Standing beside Le Drian, Serraj later told a press conference, that he remained committed to the Paris deal, on which he shook hands with Khalifa Hafter, for a ceasefire, early elections and a negotiated political settlement based on the Libyan Political Agreement (LPA).

Serraj majored on fresh elections. “We have waited a year and a half and nothing has been achieved” he said, “except for more confrontations despite the country’s economic and security crises, so I propose the road map for the people go through the ballot boxes”.

Serraj also welcomed Le Drian’s proposal to hold a Franco-Libyan economic forum in Tripoli before the end the year. The French minister had also announced the gradual return of the French embassy to Tripoli and his country’s pledge to provide €1 million to the UN-operated stabilisation fund which supports pressing reconstruction projects..
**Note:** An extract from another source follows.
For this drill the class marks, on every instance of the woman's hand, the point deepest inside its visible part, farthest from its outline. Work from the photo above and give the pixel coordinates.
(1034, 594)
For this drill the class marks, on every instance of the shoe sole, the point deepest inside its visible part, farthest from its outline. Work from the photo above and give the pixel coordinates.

“Our objective is the stabilisation of Libya in the interests of the Libyans themselves,”said Le Drian. The French also talked to Serraj about strengthening the Libyan coastguard and southern border patrols to combat people-smugglers, an initiative in which, thus far, Italy has  sought to take the lead.

There has been little solid information on Le Drian’s talks in Misrata his next port of call , where he met the city’s mayor, Mohamed Eshtewi as well as local House of Representatives (HoR) members, including the influential businessman Mohamed Raied as well as Bunyan Marsous commanders.

Le Drian, all the time accompanied by France’s ambassador to Libya, Brigitte Curmi, then flew on to the east where he met Khalifa Hafter in Benghazi. He later travelled on to Tobruk for his final talks of the day with House of Representatives president Ageela Saleh in Tobruk.

There has been no definitive commentary on these four meetings each of which has produced the customary commitment by all parties to the Libyan Political Agreement (LPA) as the only basis for negotiations.

It would seem likely that a key aim of Le Drian’s visit was to try to ensure that Sewehli and his fellow Misratans were prepared to back the Serraj-Hafter Paris agreement brokered by Macron.  He will also have been urging both Serraj and Hafter to make some positive move to back up their handshake. He may even have been touting the possibility that they transform their Paris agreement into a formal signed deal. But Paris clearly recognises that the isolated Serraj administration and even Hafter in his current ascendancy, do not have the power to sign anything unless they can bring the majority of their backers along with them.

As Le Drian flew back to France, he reflected on social media: “I leave this country convinced that Libyans can move quickly to get out of this crisis”.